Did I miss something?


----------



## blacktriangle (14 Nov 2009)

That's harder on the eyes than reading a CANFORGEN.

WTF, over. 

 ???


----------



## Franko (14 Nov 2009)

Gobsmacked said:
			
		

> Here comes yet more Tory Disinformation!
> Remarkably similar to Liberal Spin.
> 
> From Thursdays NP [http://www.nationalpost.com/related/topics/story.html?id=2212201 ]
> ...



I have no idea what this rant is about. Perhaps going back into your post and clarifying a bit will help.

What you have posted and are trying to attributed to the National Post is rather slanderous....seeing as it's your rant in the opinion column and nothing more.

Go get back on your meds.

Regards


----------



## Journeyman (14 Nov 2009)

Gobsmacked, you've been off this site since March 2007, when several knowledgable Milnet.ca members proved your nearly identical rant meaningless.

What, if anything, has changed?



(Other than the _amazing_ stretch of linking a Citizenship Guide to your C-17 hobby horse  : )


----------



## SeanNewman (14 Nov 2009)

Wow, that is quite the rant.

I for one (among thousands of others) am quite happy that we bought the C-17s.

Finally, we just asked ourselves "What is the best possible piece of kit we can buy to fill _________ need?" and bought it!

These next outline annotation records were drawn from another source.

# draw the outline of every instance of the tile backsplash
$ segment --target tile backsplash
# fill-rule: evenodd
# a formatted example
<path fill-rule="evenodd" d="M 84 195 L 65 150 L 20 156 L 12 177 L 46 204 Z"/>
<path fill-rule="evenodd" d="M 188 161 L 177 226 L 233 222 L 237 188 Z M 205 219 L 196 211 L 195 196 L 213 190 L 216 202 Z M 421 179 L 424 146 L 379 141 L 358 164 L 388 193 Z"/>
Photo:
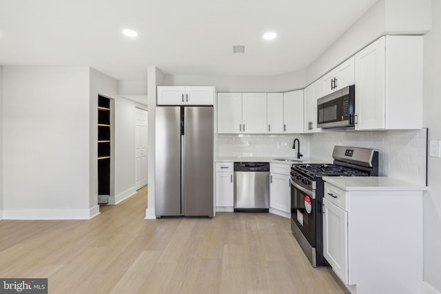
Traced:
<path fill-rule="evenodd" d="M 334 145 L 373 148 L 379 153 L 379 174 L 426 184 L 427 129 L 378 132 L 325 132 L 314 134 L 216 134 L 216 156 L 295 157 L 294 138 L 305 158 L 332 162 Z M 317 160 L 316 160 L 317 161 Z"/>
<path fill-rule="evenodd" d="M 380 132 L 323 132 L 311 137 L 312 157 L 332 160 L 336 145 L 378 150 L 378 174 L 426 185 L 427 129 Z"/>
<path fill-rule="evenodd" d="M 301 134 L 217 134 L 214 136 L 215 156 L 232 157 L 294 157 L 294 139 L 300 143 L 300 152 L 309 157 L 310 136 Z"/>

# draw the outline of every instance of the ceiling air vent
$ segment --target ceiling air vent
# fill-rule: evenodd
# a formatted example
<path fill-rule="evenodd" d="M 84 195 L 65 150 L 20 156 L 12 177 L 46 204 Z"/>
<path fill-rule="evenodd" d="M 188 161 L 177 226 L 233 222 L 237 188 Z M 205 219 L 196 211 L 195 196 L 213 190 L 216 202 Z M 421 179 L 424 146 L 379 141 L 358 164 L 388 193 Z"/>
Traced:
<path fill-rule="evenodd" d="M 245 54 L 245 45 L 233 45 L 233 54 Z"/>

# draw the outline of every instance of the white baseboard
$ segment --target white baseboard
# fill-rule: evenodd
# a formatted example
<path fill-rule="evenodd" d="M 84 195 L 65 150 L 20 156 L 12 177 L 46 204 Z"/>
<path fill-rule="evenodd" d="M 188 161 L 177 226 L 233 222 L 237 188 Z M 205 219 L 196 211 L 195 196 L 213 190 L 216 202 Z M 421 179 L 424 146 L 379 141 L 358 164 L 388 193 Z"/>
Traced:
<path fill-rule="evenodd" d="M 156 218 L 156 214 L 154 214 L 154 208 L 148 208 L 145 209 L 145 219 L 146 220 L 154 220 Z"/>
<path fill-rule="evenodd" d="M 234 212 L 234 207 L 218 206 L 218 207 L 216 207 L 216 212 Z"/>
<path fill-rule="evenodd" d="M 91 218 L 94 218 L 100 213 L 101 212 L 99 212 L 99 205 L 95 205 L 94 207 L 89 209 L 89 219 L 90 220 Z"/>
<path fill-rule="evenodd" d="M 92 209 L 94 211 L 96 209 L 94 207 Z M 99 207 L 98 209 L 99 210 Z M 3 218 L 3 220 L 89 220 L 92 213 L 91 209 L 4 210 Z"/>
<path fill-rule="evenodd" d="M 441 294 L 441 292 L 422 281 L 421 282 L 421 294 Z"/>
<path fill-rule="evenodd" d="M 282 211 L 280 210 L 276 209 L 275 208 L 269 207 L 269 213 L 276 214 L 286 218 L 291 218 L 291 213 L 289 213 L 289 212 Z"/>
<path fill-rule="evenodd" d="M 108 204 L 114 205 L 121 202 L 121 201 L 128 198 L 129 197 L 134 195 L 136 193 L 136 189 L 134 187 L 125 190 L 125 191 L 120 193 L 114 197 L 109 197 L 109 202 Z"/>

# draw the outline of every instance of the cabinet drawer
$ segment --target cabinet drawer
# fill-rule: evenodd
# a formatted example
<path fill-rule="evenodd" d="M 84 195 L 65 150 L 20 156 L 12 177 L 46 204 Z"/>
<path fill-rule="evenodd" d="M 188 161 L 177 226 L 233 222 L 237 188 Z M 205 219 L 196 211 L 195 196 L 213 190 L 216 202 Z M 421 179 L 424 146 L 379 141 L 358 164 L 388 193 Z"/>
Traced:
<path fill-rule="evenodd" d="M 347 210 L 347 191 L 329 185 L 327 182 L 325 183 L 324 188 L 325 191 L 323 196 L 326 199 L 342 209 Z"/>
<path fill-rule="evenodd" d="M 233 171 L 234 162 L 216 162 L 216 171 Z"/>
<path fill-rule="evenodd" d="M 269 171 L 283 175 L 289 175 L 291 172 L 291 165 L 284 163 L 270 163 Z"/>

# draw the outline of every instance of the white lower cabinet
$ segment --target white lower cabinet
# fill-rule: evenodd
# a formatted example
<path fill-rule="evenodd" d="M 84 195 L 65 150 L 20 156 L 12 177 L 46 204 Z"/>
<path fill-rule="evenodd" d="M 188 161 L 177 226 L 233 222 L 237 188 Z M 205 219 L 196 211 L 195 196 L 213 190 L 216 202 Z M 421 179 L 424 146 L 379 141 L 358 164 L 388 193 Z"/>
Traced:
<path fill-rule="evenodd" d="M 324 178 L 323 193 L 323 255 L 332 270 L 352 293 L 420 293 L 425 187 L 335 178 Z"/>
<path fill-rule="evenodd" d="M 218 162 L 216 165 L 216 206 L 217 211 L 233 211 L 234 163 Z"/>
<path fill-rule="evenodd" d="M 347 211 L 323 199 L 323 256 L 345 284 L 347 280 Z"/>
<path fill-rule="evenodd" d="M 271 163 L 269 169 L 269 212 L 290 218 L 290 165 Z"/>

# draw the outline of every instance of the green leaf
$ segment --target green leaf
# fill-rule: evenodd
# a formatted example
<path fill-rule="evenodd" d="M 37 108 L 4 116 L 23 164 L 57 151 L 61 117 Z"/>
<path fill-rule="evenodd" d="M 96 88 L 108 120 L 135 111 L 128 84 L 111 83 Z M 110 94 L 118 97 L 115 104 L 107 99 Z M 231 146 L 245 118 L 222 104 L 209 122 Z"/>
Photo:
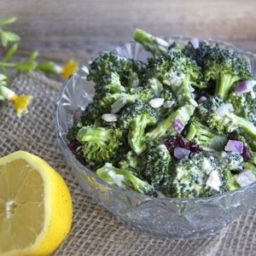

No settling for cheap stuff, no re-inventing the wheel, no creating something from scratch to cash-infuse a Canadian company, we just bought the best damn brand new thing we could.


----------



## vonGarvin (14 Nov 2009)

It sounds to me (a dis-interested observer) that someone has an axe to grind.


----------



## Jammer (14 Nov 2009)

...or we could have waited for the A-400M (not even test flown yet), and paid three times as much for each airframe with no hope for maint spinoffs.
Yeah, that's the ticket.


----------



## Fishbone Jones (14 Nov 2009)

It sounds to me like someone got beat out of their consulting fee because some liebral pork barrel consortium didn't get picked.


----------



## SeanNewman (14 Nov 2009)

Jammer said:
			
		

> ...or we could have waited for the A-400M (not even test flown yet), and paid three times as much for each airframe with no hope for maint spinoffs.
> Yeah, that's the ticket.



Now that we've found our differences we can start to work out our common ground.  As we agree on the C17, we will see what is next.


----------



## PMedMoe (14 Nov 2009)

Journeyman said:
			
		

> Gobsmacked, you've been off this site since March 2007, when several knowledgable Milnet.ca members proved your nearly identical rant meaningless.
> 
> What, if anything, has changed?


I took a look at his posting history and it would seem ALL his posts are pretty much meaningless rants, complete with colors, bold and italicized font, different sized fonts and a whole slew of smileys.


----------



## aesop081 (14 Nov 2009)

> Disillusioned Defence/Geopolitical Analyst



More like "Disgruntled industry lobbyist" or even "sore loser".


----------



## tango22a (14 Nov 2009)

Maybe WE should don our tin foil hats as a defence against whatever switched him on. Sort of like a flu shot.....you know Preventative Medicine instead of Political Correctness.


tango22a


----------



## Bruce Williams (14 Nov 2009)

Gobsmacked, if you don't like how we do things in Canada feel free to leave. I'm sure you will like the freedom in Libya or North Korea since you seem to suggest they do things in a way that you like.


----------



## Loachman (14 Nov 2009)

PMedMoe said:
			
		

> I took a look at his posting history and it would seem ALL his posts are pretty much meaningless rants, complete with colors, bold and italicized font, different sized fonts and a whole slew of smileys.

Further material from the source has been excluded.